Apparently there are a variety of options. I have looked at three and would appreciate your input.
OK, so the three options I looked at were offsetting through a registered organisation, donating to a conservation project personally, and planting trees myself.
1. CarboNZero is a registered programme that buys carbon credits under the emissions trading scheme on behalf of people wanting to offset their emissions. It appears to be primarily for businesses, offering certification to those who completely offset. So the deal here is you give them money and they use the money to purchase carbon credits from a carbon-reducing project, which provides the project with further funding. So you can sponsor a project that helps another country reduce its emissions. Example projects are listed down the page. Carbon credits are currently worth about $7 a tonne, so I could ostensibly offset my emissions for under $50 - dunno, that sounds.. not that offsetty for the amount of damage I'm likely doing, you know?

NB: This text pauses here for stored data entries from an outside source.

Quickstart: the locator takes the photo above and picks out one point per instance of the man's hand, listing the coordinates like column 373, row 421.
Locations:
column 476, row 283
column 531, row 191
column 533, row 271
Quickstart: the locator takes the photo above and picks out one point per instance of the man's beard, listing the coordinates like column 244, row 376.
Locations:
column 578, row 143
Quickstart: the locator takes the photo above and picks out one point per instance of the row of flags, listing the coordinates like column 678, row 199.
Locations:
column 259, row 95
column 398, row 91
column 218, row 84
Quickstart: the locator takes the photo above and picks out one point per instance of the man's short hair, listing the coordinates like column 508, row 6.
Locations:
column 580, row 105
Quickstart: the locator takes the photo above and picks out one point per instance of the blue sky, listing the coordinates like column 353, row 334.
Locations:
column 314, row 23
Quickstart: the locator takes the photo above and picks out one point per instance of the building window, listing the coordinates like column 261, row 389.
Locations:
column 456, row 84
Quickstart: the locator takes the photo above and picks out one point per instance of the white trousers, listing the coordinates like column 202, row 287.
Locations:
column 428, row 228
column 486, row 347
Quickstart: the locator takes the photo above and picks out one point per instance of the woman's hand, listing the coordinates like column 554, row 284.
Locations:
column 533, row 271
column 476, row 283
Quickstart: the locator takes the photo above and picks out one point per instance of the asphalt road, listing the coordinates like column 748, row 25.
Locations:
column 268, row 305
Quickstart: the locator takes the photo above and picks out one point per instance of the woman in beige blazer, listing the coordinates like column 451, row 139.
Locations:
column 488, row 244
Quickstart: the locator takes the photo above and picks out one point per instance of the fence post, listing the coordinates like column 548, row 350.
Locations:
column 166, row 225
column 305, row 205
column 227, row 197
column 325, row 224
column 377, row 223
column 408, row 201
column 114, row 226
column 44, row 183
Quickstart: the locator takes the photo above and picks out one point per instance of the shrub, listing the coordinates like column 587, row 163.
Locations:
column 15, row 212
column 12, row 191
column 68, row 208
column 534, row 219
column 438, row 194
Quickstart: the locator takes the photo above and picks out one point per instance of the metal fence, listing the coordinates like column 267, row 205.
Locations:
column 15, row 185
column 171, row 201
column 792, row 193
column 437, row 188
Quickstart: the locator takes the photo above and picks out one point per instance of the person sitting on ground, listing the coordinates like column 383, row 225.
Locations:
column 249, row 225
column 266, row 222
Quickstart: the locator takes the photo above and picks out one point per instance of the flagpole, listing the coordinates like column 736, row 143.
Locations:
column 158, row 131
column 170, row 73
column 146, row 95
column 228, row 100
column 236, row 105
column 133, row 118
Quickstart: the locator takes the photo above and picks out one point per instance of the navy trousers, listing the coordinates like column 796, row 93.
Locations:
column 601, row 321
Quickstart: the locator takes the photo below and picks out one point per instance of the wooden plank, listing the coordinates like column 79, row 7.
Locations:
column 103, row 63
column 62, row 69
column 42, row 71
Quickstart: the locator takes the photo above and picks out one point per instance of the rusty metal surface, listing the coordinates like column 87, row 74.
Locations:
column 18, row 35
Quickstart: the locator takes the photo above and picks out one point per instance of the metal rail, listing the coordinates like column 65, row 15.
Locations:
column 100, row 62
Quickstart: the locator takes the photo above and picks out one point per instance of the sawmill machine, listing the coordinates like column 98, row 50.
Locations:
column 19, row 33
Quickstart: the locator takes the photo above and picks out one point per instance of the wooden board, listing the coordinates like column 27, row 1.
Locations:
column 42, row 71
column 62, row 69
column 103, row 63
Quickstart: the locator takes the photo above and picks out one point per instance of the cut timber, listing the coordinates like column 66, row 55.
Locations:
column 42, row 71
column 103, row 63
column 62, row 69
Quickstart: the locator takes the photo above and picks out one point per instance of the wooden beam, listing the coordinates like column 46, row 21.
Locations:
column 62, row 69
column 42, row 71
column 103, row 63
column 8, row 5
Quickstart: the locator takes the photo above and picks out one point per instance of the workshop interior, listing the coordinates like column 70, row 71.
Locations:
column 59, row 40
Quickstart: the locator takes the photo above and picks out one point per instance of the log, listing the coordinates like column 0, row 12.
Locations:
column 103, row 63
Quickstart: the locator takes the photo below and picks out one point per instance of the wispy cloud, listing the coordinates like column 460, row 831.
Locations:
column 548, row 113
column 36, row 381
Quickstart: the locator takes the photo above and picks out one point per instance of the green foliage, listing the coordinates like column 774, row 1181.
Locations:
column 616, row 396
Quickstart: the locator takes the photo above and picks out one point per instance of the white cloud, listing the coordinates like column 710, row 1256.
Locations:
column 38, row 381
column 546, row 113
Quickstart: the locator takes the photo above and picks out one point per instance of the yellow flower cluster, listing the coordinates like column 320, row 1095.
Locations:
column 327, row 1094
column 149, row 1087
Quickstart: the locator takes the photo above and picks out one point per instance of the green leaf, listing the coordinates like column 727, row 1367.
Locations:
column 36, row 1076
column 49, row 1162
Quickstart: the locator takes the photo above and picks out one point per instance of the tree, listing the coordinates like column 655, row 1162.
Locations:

2. There are a couple of ways I could donate to conservation projects. One is to do something like donate through Carbon.org.nz, which takes your money and uses it to buy trees, which are then planted in the South Island. This site claims that 2-3 trees a year will offset the average Kiwi emission of 7 tonnes. But another site I looked at says it should be more like 5 trees per tonne, which would mean 35 trees. The cheapest trees on that site are $29 each, which means by their calculations I'd be looking at $100 a year and by the other site's calculations I'm looking at $1015 a year.
Another way I could do this would be to make a donation to a local project. One close to my heart is Horokiwi Reserve. I shear most of the sheep up this road and know most of the people, I used to live up there, and the Reserve backs onto a Regional Park which is also full of trees. Donating to these guys would make me quite happy in my happy place, with the added bonus that I could donate to a level I'm comfortable with. $100 seems too little, $1000 becomes difficult, budget wise.
3. I could plant trees myself by finding a project and turning up to plant trees, or by, as has been suggested, adding trees to the section of certain people who have a large one and who are not about to leave in a hurry. Again, the Horokiwi project appeals but considering I have to drive to get up there, I'd have to plant an extra tree or two to make up for that.
So, those seem to be my options. Which would you do? I mean, ideally I'd like to have my own bit of land in Queen's Covenant and plant shitloads of trees on it, but failing that? I quite like getting my hands dirty, but I also understand these projects don't just run on dirty hands and could probably do with some money. And carbon credits may be ultimately more helpful in terms of reducing global reliance on fossil fuels.
Today we went to Raukawa Marae. My tummy is very full (this is a common side effect of maraes I find). We learned about tuna (eels, not the fish) and about the way in which climate change parallels the Maori creation story, and also what Ngati Raukawa are doing to restore their wetlands. But I'll write about that tomorrow.